This week the dispute will again take center stage as Palestinian Authority President Mahmoud Abbas formally embarks on his long-anticipated bid to have the United Nations recognize a state of Palestine, a process that has already ignited a new round of recrimination and confrontation between Israelis and Palestinians.
The drama will cast a spotlight on the failure of the United Nations to resolve a conflict that has weighed heavily on the organization since its birth, and often split U.N. members into two fractious camps: those who demand sovereignty for Palestinians and those whose paramount interest is Israel’s security.
“This is the wound that continues to get ripped open,” said Michael Doyle, a Columbia University professor and former senior U.N. adviser.
At the same time, Abbas’s bid highlights the continuing relevance of the United Nations as a source of international legitimacy — no other organization can confer the recognition the Palestinians are seeking.
The very idea of partitioning Jewish and Arab states was enshrined in a 1947 U.N. General Assembly Resolution, No. 181, which set the stage for Israel’s declaration of independence the following year. A U.N.-brokered armistice defined the boundary lines established after the 1948 Arab-Israeli War, and the borders that Abbas will seek to have recognized were based on a November 1967 Security Council resolution, No. 242, that required Israel to withdraw its forces from territories occupied during the 1967 Six-Day War.
The Palestinians have rallied the overwhelming majority of governments behind their cause, but failed to win over one country, the United States, that stands in the way of its hopes of securing a vital Security Council vote inviting the Palestinians to join the United Nations as a full-fledged member state.
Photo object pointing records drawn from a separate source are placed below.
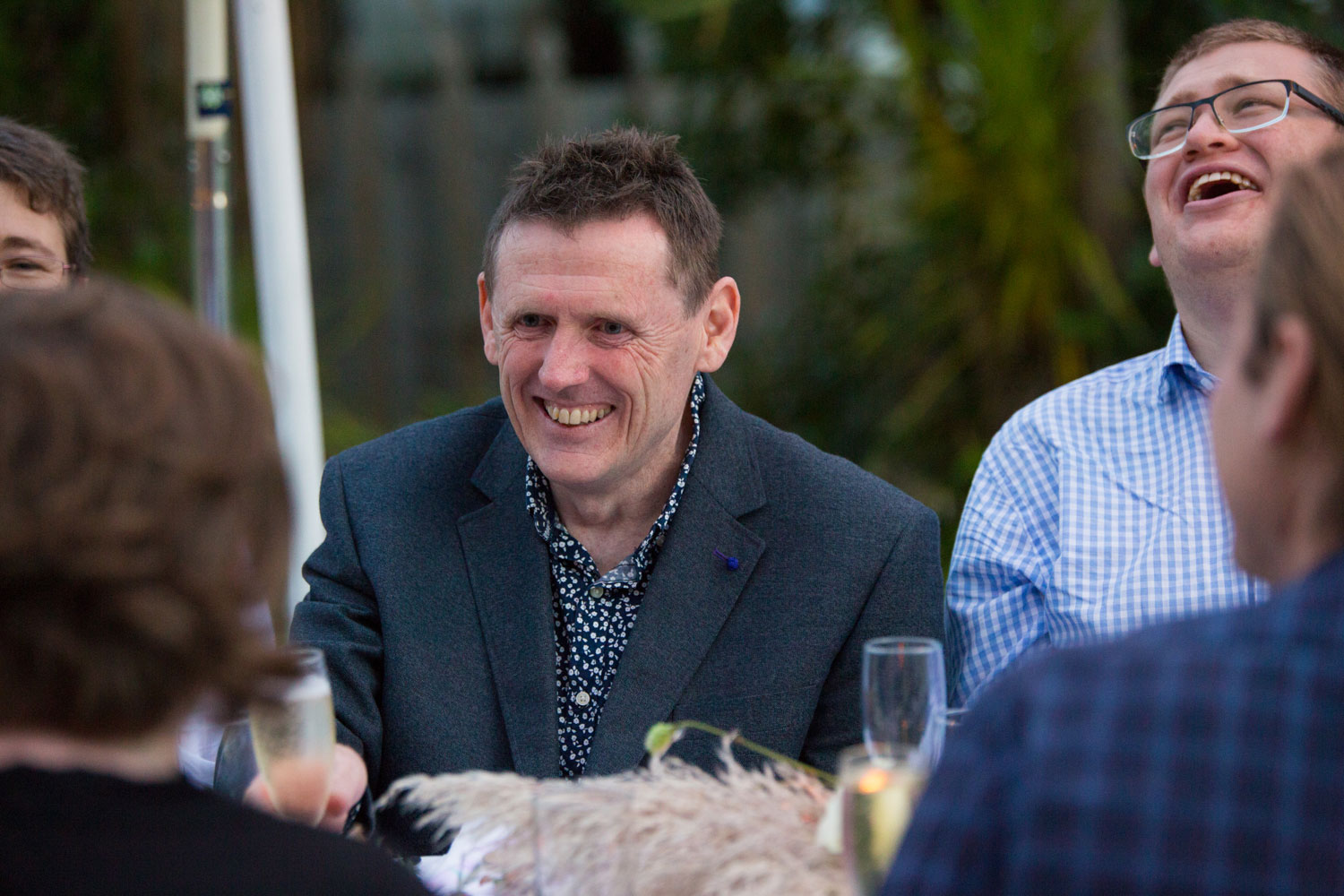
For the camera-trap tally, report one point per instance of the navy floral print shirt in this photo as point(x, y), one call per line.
point(596, 613)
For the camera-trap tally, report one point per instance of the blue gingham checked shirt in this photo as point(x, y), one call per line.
point(1096, 511)
point(1198, 758)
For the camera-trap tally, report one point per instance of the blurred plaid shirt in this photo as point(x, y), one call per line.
point(1202, 756)
point(1096, 511)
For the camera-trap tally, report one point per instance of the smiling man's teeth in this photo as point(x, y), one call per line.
point(577, 416)
point(1196, 190)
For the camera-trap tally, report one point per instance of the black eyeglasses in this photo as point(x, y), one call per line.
point(1250, 107)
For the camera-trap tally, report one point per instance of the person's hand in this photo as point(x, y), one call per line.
point(349, 780)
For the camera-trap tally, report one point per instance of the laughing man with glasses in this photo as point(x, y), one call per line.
point(1096, 509)
point(43, 230)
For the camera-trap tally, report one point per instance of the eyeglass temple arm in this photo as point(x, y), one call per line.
point(1320, 104)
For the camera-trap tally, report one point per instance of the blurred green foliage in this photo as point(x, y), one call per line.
point(986, 239)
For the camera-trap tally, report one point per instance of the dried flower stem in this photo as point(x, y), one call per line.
point(824, 777)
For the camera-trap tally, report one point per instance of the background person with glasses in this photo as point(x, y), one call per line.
point(1096, 509)
point(1204, 756)
point(43, 228)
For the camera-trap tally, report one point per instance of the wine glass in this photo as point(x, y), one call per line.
point(293, 737)
point(905, 696)
point(878, 796)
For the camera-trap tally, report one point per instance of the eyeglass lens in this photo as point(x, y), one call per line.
point(31, 271)
point(1245, 108)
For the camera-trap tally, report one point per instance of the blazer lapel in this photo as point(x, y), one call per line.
point(691, 591)
point(510, 573)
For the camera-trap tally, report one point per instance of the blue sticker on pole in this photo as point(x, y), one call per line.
point(214, 99)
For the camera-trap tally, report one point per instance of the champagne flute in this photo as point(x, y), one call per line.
point(905, 696)
point(878, 797)
point(295, 739)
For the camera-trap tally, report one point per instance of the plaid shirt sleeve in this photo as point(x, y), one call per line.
point(1000, 563)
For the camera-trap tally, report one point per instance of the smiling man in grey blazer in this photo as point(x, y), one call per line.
point(531, 583)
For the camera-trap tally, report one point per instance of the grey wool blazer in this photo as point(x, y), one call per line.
point(432, 599)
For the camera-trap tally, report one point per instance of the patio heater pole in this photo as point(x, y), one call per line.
point(280, 250)
point(209, 109)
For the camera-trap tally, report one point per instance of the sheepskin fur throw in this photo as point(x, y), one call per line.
point(666, 829)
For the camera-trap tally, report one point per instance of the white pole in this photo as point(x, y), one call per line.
point(209, 108)
point(280, 249)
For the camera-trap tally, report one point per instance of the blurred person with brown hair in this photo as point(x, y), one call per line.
point(1096, 509)
point(142, 509)
point(1203, 756)
point(43, 228)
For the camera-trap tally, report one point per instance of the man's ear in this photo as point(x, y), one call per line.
point(1288, 378)
point(487, 322)
point(720, 324)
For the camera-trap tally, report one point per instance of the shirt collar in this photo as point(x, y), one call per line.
point(551, 530)
point(1177, 368)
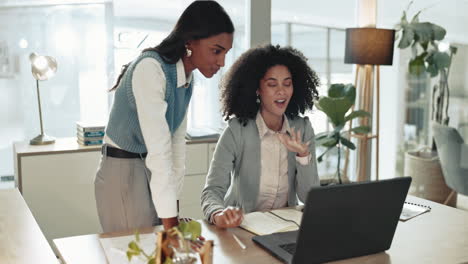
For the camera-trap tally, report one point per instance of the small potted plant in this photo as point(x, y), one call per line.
point(336, 105)
point(430, 57)
point(178, 245)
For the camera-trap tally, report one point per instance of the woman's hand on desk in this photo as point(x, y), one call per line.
point(229, 217)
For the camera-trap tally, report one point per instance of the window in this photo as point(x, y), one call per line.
point(131, 35)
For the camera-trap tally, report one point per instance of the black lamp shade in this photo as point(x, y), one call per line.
point(369, 46)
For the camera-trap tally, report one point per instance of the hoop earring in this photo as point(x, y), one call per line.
point(188, 52)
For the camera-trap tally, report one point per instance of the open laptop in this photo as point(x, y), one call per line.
point(342, 221)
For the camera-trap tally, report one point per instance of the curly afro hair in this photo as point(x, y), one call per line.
point(239, 85)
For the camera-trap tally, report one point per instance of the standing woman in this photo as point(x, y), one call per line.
point(141, 173)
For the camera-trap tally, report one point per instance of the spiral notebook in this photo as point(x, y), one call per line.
point(411, 210)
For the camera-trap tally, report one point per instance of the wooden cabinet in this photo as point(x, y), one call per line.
point(57, 183)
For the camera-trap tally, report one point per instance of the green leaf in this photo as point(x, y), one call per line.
point(320, 158)
point(404, 20)
point(321, 135)
point(190, 229)
point(168, 261)
point(357, 113)
point(326, 142)
point(129, 255)
point(441, 59)
point(137, 236)
point(338, 90)
point(438, 32)
point(335, 108)
point(407, 38)
point(424, 45)
point(453, 49)
point(361, 129)
point(415, 18)
point(347, 143)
Because of the expectation that the United States will veto that bid, the Palestinians say they will then seek approval from the General Assembly for recognition as a U.N. observer state, albeit one without full-fledged status of a U.N. member state.
The Palestinians say that becoming a non-member state will still allow them to join various U.N. agencies and treaty bodies, including the International Criminal Court, which will raise the threat of possible international prosecution of Israeli forces.
“This is not just theatrics, it is real,” said Ryad Mansour, the Palestinians’ U.N. envoy. “We will not be anymore orphans” in many international bodies.
The Palestinians contend that years of negotiations with Israel have failed to achieve peace. Meanwhile, Israeli settlements in the occupied West Bank have grown.